Zajebiście. Układało nam się po prostu zajebiście. Zrobiliśmy w szkole trochę zamieszania informacją o naszym związku, ale mieliśmy to gdzieś. Nie miałem problemu z publicznym okazywaniem uczuć, zresztą ona też. Dosłownie gdziekolwiek by nas nie było zawsze trzymaliśmy się za ręce albo całowaliśmy, przelotnie lub na dłużej. Podobało mi się to. Elena nigdy nie lubiła pokazywać się ze mną przy ludziach, a Zoey wprost przeciwnie. Czasami na przerwach sama rzucała mi się w ramiona jakby nie widziała mnie przynajmniej z kilka miesięcy. No właśnie, dwa miesiące. To już tyle trwa. Całe wakacje spędziliśmy razem, ale za dwa dni jadę z rodzicami i rodzeństwem nad jezioro. Na tydzień. Nie chcę jej zostawiać wiedząc, że nie będzie miała co robić ani nigdzie nie pojedzie. Przypominam, że jej ojciec nie daje znaku życia, a mam nie żyje. Zaskakuje mnie to, że Zo tak swobodnie o tym mówi.
– Milo? – szturchnęła mnie. – Słuchasz mnie w ogóle?
- Nie, przepraszam. Zamyśliłem się. O czym mówiłaś? – zapytałem przecierając oko. Gówniane pyłki w moim gównianym ogrodzie. Podniosła się na łokciu, żeby móc przyjrzeć się mojej twarzy. Przekręciłem się na kocu plecami do niej i jęknąłem. Obróciła mnie na plecy i usiadła na moim brzuchu okrakiem. Założyła ręce na piersi i uniosła brew.
- Co ci jest?
- No nic przecież. – westchnąłem zakrywając twarz rękami. czemu ona musi się tak na mnie patrzeć?! Jej spojrzenie czasem jest aż przerażające.
- Milo! – uderzyła mnie pięścią w ramię, a ja stęknąłem cicho. Tak, tak proszę państwa, przemoc w związku. Ten problem jest już powszechny. – Mów!
Położyłem dłonie na jej biodrach i ściągnąłem ją z siebie, po czym nachyliłem się nad nią kładąc ręce po obu stronach jej głowy. Teraz to ja górowałem. Cmoknąłem jej czoło, nos, oba policzki, linię szczęki, aż w końcu usta. Na początku jakby nie chciała oddać pocałunku, ale po chwili odpuściła i przygryzała moją wargę. Odepchnęła mnie od siebie zaraz po tym jak wpuściła mój język. Spojrzałem na nią zdezorientowany.
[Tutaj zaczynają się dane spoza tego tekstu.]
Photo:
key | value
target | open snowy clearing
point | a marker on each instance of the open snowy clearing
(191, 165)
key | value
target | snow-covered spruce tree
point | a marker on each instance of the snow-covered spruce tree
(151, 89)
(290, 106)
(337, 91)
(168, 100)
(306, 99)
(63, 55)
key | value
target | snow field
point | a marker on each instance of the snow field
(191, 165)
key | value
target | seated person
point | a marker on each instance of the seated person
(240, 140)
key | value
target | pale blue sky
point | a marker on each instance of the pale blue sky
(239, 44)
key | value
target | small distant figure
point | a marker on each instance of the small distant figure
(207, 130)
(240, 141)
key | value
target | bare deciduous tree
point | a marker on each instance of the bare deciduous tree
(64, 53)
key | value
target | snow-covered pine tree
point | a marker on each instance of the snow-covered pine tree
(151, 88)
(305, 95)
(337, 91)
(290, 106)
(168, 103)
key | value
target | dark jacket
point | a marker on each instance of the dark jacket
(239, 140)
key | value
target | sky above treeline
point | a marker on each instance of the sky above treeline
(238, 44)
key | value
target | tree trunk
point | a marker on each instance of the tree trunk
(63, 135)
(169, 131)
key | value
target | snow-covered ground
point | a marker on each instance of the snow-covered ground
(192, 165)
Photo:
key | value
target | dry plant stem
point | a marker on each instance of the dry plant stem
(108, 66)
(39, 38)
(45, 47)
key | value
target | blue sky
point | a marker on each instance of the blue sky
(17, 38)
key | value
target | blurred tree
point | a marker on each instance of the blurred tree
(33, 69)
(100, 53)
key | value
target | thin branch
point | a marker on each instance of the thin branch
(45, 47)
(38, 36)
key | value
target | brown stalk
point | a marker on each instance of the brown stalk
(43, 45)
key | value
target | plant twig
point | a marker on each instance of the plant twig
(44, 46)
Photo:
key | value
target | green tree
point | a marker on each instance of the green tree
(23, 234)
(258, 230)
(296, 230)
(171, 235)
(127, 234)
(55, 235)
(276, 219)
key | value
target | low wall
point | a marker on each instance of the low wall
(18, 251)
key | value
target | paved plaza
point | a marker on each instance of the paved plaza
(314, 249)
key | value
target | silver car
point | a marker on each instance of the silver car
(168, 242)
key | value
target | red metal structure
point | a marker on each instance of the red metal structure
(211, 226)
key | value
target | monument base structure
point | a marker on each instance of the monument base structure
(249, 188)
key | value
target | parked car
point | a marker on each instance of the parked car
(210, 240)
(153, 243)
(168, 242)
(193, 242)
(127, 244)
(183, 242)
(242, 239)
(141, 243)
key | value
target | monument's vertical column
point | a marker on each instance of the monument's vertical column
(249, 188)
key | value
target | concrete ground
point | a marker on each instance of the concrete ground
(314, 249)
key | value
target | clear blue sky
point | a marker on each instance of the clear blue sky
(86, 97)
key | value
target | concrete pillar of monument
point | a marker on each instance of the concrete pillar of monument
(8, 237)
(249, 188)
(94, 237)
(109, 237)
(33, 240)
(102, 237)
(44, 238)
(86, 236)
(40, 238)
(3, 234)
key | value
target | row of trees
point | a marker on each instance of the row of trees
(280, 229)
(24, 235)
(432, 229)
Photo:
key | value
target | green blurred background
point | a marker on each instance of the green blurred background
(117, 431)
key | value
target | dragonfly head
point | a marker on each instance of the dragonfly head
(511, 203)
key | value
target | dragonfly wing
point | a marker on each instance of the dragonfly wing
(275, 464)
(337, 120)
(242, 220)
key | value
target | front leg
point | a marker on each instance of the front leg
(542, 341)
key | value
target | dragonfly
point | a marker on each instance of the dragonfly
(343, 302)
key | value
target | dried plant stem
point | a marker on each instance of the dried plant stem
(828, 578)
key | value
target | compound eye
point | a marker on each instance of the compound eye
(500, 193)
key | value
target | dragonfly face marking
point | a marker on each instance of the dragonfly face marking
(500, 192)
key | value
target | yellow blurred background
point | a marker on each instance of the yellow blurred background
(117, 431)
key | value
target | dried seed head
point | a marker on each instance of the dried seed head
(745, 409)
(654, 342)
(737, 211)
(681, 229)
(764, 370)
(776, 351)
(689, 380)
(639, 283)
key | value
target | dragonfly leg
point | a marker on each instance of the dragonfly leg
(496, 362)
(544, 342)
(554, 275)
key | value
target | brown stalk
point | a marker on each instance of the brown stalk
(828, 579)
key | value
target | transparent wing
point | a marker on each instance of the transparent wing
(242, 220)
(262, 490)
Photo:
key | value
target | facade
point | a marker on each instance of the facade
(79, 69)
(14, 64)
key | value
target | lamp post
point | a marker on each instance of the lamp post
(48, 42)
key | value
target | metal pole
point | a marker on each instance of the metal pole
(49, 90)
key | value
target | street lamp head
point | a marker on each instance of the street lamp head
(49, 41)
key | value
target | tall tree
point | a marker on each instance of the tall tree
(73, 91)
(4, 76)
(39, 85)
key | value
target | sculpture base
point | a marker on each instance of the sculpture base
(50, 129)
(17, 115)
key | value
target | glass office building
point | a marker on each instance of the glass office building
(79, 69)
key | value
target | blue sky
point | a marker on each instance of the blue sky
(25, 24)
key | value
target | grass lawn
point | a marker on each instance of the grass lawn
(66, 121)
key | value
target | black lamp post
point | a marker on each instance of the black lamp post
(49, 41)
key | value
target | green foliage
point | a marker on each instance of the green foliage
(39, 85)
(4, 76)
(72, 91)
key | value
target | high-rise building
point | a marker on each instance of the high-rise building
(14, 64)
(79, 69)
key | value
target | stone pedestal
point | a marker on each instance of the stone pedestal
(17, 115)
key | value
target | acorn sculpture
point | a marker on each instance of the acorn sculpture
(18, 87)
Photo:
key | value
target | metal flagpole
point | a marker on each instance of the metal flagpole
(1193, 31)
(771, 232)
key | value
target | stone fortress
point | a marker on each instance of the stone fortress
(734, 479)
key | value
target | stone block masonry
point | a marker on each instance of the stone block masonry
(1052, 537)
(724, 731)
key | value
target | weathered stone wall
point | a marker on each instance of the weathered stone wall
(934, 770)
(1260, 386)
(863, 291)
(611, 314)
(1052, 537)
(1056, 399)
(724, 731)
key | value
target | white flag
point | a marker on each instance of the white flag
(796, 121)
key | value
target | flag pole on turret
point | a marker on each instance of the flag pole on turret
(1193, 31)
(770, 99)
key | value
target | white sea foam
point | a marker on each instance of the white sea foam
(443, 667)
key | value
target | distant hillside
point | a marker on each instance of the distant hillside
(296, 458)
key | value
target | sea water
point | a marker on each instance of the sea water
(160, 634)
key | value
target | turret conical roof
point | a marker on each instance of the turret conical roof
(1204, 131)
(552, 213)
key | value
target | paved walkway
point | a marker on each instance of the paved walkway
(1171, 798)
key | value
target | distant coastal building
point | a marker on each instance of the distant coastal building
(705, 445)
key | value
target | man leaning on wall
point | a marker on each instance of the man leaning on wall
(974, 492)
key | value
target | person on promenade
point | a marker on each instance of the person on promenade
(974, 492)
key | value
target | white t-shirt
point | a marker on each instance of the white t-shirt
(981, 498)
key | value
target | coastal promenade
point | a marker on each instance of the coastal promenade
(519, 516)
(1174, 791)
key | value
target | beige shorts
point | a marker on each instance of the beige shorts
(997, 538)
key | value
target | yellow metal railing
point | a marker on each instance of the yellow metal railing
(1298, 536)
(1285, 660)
- Nie zmieniaj tematu. Wiem, że robisz to tylko po to, żebym więcej cię o to nie pytała.- przewróciła oczami. – Powiedz mi o co chodzi, to dam ci spokój.
- Jadę nad jezioro za dwa dni. – jęknąłem. – Nie chcę cię tu zostawiać. Nie będziesz miała co robić, z kim się spotykać...
- A Maggie i Zack? – no tak, Zoey świetnie dogadywała się z moimi najlepszymi przyjaciółmi (Maggie dołączyła do ich grona po tym jak zjechałem Cindy). Uśmiechnąłem się i pocałowałem ją w czoło.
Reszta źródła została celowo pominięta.